Nadab y Abihú son sacerdotes descendientes de Aarón (cfr 6,23; 28,1; Lv 10,1-2); los ancianos, por su parte, detentan la representación del pueblo en asuntos trascendentales. La acción se desarrolla en la cima del monte adonde suben los dirigentes: Moisés, como líder; los sacerdotes, como portadores de la potestad religiosa; y los ancianos, como portadores de la potestad jurídica y civil (cfr 18,21-26).
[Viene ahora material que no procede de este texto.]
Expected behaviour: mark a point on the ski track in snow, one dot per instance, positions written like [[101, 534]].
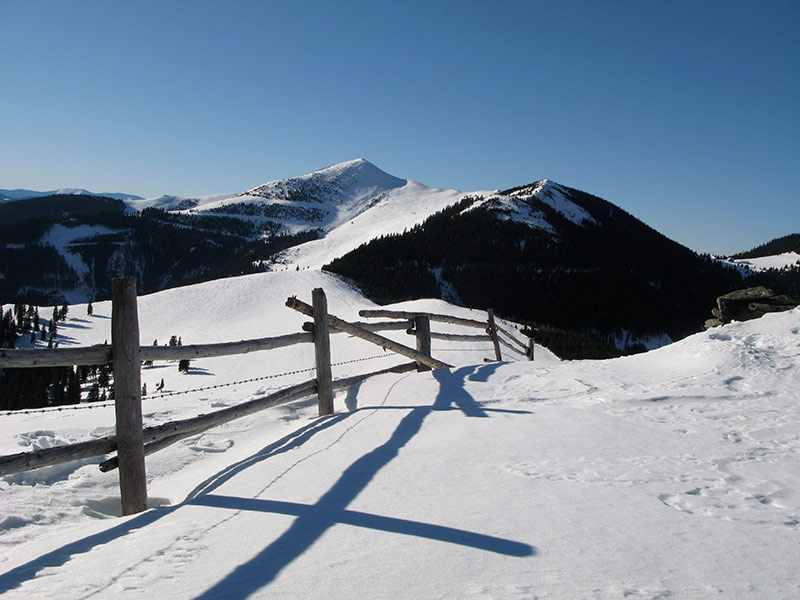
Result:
[[670, 474]]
Sólo Moisés tiene acceso directo a Dios (v. 2), pero todos pueden contemplarlo sin morir: el espectáculo supera la brillantez y riqueza de los grandes palacios y templos orientales (cfr la visión de Isaías, en Is 6,1-10). Más aún, todos ellos participan con Dios en la misma mesa (v. 11): la descripción recuerda un banquete regio, en el que los comensales son tratados con la dignidad del anfitrión: así participará el rey Joaquín, prisionero, en la mesa del rey de Babilonia, como señal de benevolencia (cfr 2 R 25,27-30). Pero es, ante todo, un banquete ritual en el que la participación en la misma mesa significa la íntima relación entre Dios y los dirigentes del pueblo, y la mutua responsabilidad en la Alianza que queda así sellada.